Archived

This topic is now archived and is closed to further replies.

Branchless code

This topic is 5503 days old which is more than the 365 day threshold we allow for new replies. Please post a new topic.

If you intended to correct an error in the post then please contact us.

Recommended Posts

Branchless code has the potential to run faster than the equivalent code that uses conditionals, or so I''ve heard. I was wondering about how people go about getting rid of conditional code, since it would seem to make a significant difference in some cases (such as frequently used code). One idea that came to mind is to use an array of function pointers instead of a conditional. For example, instead of something like (in my chess program): if (side_to_move == WHITE) { // do white stuff here } else { // do black stuff here } You could do something like: // Forgive me if my syntax for using function pointers is wrong typedef ... Function; Function do_stuff[] = { DoWhiteStuff, DoBlackStuff }; do_stuff[side_to_move](); That would eliminate the potential branch misprediction penalty, and only cost a call and ret instruction. So as long as the call+ret instructions don''t cost more than 10-20 cycles that you would suffer for a branch misprediction, you win here. In thinking about this, it sounded similar to the OOP refactoring technique known as "replace conditional with polymorphism". Is that essentially what is happening when I replace a conditional with a lookup table of function pointers? Anyway, I was wondering if someone more knowledgable than myself about these things could shed some light on which method would be more efficient, and about the real worth of branchless code. Is it worth a great amount of extra work to achieve branchless code? Or is it only going to provide minimal speedups? Thanks, Russell

Share this post


Link to post
Share on other sites
I''m not really knowledgeable about this, but I''ll tak an educated guess, and if someone knows more than I do, I''d love to hear it.

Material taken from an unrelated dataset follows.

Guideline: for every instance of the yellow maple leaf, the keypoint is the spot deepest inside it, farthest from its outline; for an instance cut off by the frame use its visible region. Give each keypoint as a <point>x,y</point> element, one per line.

For the example situation where there are only two cases, I would suspect the if statement is faster. With an array of function pointers, there will be an array reference, which I would guess, takes at least as long as a conditional in the if. Regardless, in the situation with only two cases, it depends on what is more readable. I personally find the if statement easier to read.

However, if you had something like

switch(side_to_move)
{
case white:
...
case red:
...
case blue:
...
}

where you have a lot of case statements, then I would go with the function pointers, because in that case, they will be faster, especially if the switch statement is rather large. 2 or 3 I wouldn''t worry about, 20 or 30, I''d worry. That''s an extreme though.

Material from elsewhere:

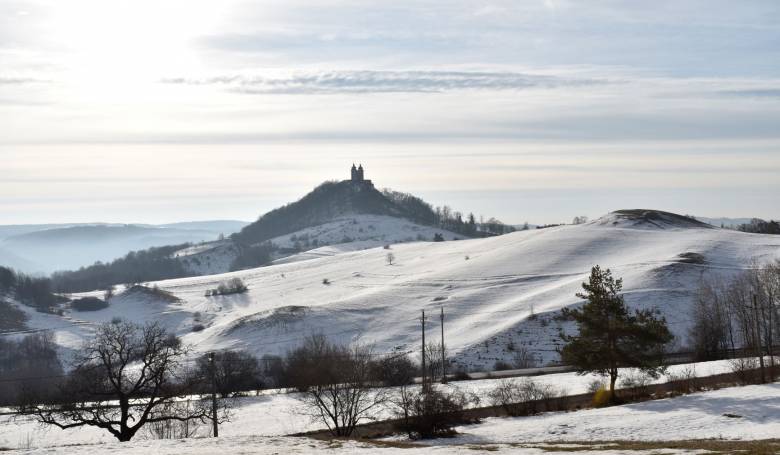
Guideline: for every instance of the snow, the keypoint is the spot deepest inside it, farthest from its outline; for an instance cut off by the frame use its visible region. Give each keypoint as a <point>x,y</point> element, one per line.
<point>261,445</point>
<point>738,413</point>
<point>494,291</point>
<point>276,414</point>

My opinion, if you only have one conditional, don''t bother changing your code, it''s probably not worth it. If you have a lot of conditionals that are called frequently, then you probably would change to function pointers if speed is an issue.

________________________
Grab your sword, and get prepared for the SolidSteel RPG engine, coming soon...(i.e. when it''s done)

Share this post


Link to post
Share on other sites
Guest Anonymous Poster
Only optimize places where you need increased efficiency. The example the original poster gave works in theory, aside from a few syntax issues. The trade-off is a taking a possible branch-prediction failure and turning it into an indirect jump. Determing whether or not it''s worth it is the difficlt part, but it works something like this.

x -- the time the original code took to execute
y -- the time addition incurred by a branch-prediction failure
z -- the time of an indirect jump
A -- the percent of the time you expect a branch-prediction failure to occur

So if x+y*A >= z, then you can argue that in most cases the function-pointer method is more efficient. You wouldn''t want to apply this method to anything but some portion of code that is executed repeatedly though, as the average case argument falls apart. You would never want to do this on code that will be executed only a few times or simply not very often. The other drawback to this is that since C and C++ do not support heterogenous arrays, the function signature is limited to one case. This may or may not pose a problem for your design.

Share this post


Link to post
Share on other sites
Guest Anonymous Poster
quote:

the time the original code took to execute



By this I meant the time it takes for a regular if-statement to be executed, which is just a direct jump or executed the next instruction of code, not the code contained in the if-statement itself. Anyway, it depends mostly on the percentage of time that you expect a branch-predition failure to occur.

Share this post


Link to post
Share on other sites
Guest Anonymous Poster
Calls/ret *also* need to be predicted, just like branches. If the CPU can''t predict a call, because the call will depend on the value of a register (or variable), then it ends up being as expensive (if not more) than a mispredicted branch.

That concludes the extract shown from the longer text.